Hacía mucho tiempo que no estaba a solas con Hélène.

Hablamos del tiempo y la cosecha, que aquí son los únicos temas de conversación.

Nada interrumpió nuestra cena. Realmente, esta región perdida y montaraz, opulenta y recelosa, tiene algo que recuerda tiempos pretéritos. La mesa del comedor parecía demasiado grande para nuestros dos cubiertos. Todo brillaba; todo emanaba limpieza y paz: los muebles de roble, el reluciente suelo, los platos floreados, el enorme aparador de abombada panza, como ya sólo se ven aquí, el reloj, los adornos de cobre del hogar, la lámpara y la ventanilla de roble tallado que comunica con la cocina y por la que se pasan los platos. ¡Qué ama de casa, mi prima Hélène! ¡Qué arte para las mermeladas, las conservas, los pasteles! ¡Cómo tiene el gallinero y el jardín!
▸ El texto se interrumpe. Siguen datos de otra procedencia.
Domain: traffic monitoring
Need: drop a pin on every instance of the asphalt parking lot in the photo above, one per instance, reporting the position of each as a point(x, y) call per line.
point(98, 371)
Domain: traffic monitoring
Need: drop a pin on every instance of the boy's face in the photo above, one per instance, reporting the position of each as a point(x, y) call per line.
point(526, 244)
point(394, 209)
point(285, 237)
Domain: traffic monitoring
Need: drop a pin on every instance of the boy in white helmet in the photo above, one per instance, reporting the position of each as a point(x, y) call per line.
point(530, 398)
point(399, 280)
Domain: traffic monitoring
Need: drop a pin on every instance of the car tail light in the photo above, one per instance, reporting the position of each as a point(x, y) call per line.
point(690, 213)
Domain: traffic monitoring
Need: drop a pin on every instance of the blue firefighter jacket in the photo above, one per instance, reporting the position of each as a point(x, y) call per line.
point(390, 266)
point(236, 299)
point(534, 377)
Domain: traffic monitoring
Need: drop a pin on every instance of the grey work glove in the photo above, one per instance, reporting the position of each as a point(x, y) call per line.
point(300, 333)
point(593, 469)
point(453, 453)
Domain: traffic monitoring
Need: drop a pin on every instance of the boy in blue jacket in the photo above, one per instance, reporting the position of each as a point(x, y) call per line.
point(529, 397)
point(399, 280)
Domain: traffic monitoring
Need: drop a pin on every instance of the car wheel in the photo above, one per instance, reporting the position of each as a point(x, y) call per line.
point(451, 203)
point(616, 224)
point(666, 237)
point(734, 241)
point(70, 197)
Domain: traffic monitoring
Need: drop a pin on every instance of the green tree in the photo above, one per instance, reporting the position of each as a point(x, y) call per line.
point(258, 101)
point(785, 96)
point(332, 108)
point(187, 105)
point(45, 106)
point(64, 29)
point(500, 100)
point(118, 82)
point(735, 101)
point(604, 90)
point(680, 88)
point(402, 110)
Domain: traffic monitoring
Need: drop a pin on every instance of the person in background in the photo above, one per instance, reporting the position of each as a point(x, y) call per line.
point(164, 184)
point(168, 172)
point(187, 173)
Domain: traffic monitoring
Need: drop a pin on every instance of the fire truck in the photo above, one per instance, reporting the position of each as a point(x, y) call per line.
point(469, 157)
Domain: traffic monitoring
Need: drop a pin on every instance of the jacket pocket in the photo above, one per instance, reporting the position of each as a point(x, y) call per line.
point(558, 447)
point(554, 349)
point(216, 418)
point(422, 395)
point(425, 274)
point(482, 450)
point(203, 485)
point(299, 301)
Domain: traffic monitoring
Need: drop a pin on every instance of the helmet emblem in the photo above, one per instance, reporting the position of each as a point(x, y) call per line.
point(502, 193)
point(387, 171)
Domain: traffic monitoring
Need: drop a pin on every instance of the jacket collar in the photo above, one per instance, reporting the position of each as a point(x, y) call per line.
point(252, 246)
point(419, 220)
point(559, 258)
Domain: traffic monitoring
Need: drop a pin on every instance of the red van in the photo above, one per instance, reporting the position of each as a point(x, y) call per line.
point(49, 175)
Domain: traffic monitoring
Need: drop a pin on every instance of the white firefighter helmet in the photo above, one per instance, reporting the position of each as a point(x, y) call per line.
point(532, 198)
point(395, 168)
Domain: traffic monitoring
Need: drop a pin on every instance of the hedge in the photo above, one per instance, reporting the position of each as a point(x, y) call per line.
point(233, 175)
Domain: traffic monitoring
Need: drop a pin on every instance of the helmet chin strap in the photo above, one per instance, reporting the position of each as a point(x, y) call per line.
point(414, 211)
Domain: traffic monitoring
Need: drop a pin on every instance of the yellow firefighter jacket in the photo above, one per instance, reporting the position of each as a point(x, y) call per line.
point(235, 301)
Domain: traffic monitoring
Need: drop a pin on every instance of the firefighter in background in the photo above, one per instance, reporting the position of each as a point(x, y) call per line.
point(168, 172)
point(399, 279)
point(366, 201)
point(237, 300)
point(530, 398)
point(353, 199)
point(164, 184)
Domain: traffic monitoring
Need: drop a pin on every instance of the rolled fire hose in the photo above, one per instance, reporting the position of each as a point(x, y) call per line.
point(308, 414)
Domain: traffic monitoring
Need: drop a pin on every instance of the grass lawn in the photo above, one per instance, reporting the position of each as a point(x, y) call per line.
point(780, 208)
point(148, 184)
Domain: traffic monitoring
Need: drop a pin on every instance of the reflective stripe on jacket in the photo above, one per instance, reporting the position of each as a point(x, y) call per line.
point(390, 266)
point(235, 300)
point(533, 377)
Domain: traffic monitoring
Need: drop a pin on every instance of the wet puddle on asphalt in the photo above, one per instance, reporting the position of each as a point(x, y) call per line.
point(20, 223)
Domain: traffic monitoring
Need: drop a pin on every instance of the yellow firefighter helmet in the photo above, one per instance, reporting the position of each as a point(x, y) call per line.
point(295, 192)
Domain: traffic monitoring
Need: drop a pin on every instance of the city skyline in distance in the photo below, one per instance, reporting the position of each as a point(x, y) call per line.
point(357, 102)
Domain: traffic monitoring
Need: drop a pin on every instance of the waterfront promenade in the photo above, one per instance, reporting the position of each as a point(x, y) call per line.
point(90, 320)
Le pregunté si había podido salvar a los doce conejitos a los que estaba dándoles el biberón, porque su madre había muerto.

—Da gusto verlos —me dijo.

Pero la notaba distraída. Miraba el reloj y estaba pendiente del ruido del coche.

—Estás preocupada por François, ¿no? Pero a ver, ¿qué puede pasarle?

—Nada. Pero nos separamos tan pocas veces, estamos tan unidos, Sylvestre, que cuando no lo tengo al lado sufro, me preocupo. Ya sé que es ridículo…

—Durante la guerra estuvisteis separados…

—¡Ah! —exclamo Hélène, estremeciéndose al recordarlo—. Esos cinco años fueron tan duros, tan terribles… A veces pienso que nos redimieron de todo el pasado.

Hubo un silencio. La ventanilla se abrió con un chirrido y apareció una tarta de manzana, la última del invierno. El reloj dio las nueve. Del fondo de la cocina nos llegó la voz de la criada:

—El señor nunca había vuelto tan tarde.

Nevaba. Seguíamos callados. Llamaron del Molino Nuevo: allí todo iba bien.

Hélène me reprochó mi pereza:

—¿Cuándo te decidirás a visitar a Colette?

—Es que está lejos —aduje.

—Viejo hurón… Ya no hay quien te saque de tu agujero. ¡Quién te ha visto y quién te ve! Cuando pienso que has vivido entre los salvajes, Dios sabe dónde… Y ahora, para ir de Mont-Tharaud al Molino Nuevo… «está lejos» —repitió remedándome—. Tendrías que verlos, Sylvestre. Esos chicos son tan felices… Colette se ocupa de la granja; tienen una lechería modélica. Aquí, era un poco perezosa; se dejaba mimar. En su casa, es la primera en levantarse, en poner manos a la obra, en preocuparse de todo. Antes de morir, el viejo Dorin volvió a dejar el Molino Nuevo en condiciones. Ya les han ofrecido novecientos mil francos. Naturalmente, no piensan venderlo: el molino pertenece a la familia desde hace ciento cincuenta años. Sólo quieren vivir tranquilos; lo tienen todo para ser felices: juventud y trabajo.

Mi prima siguió hablando en ese tono, haciendo planes para el futuro y viendo ya con la imaginación a los hijos de Colette. Fuera, el enorme cedro, cargado de nieve, crujía y gemía. A las nueve y media, Hélène dijo de pronto:

—De todas formas, es raro. Debía estar aquí a las siete.

No tenía más hambre. Apartó su plato y esperamos en silencio. Pero pasaba el tiempo y François no aparecía. Hélène alzó los ojos y me miró.

—Cuando una mujer ama a su marido como yo, no debería sobrevivirle. Es mayor que yo y más frágil… A veces tengo miedo.

Echó un leño al fuego.

—Ah, Sylvestre… Ante determinados hechos de tu vida, ¿no piensas a veces en el instante del que nacieron, en el germen del que surgieron? No sé cómo decirlo… Imagina un campo en el momento de la siembra, todo lo que contiene un grano de trigo, las cosechas futuras… Bueno, pues en la vida ocurre exactamente igual.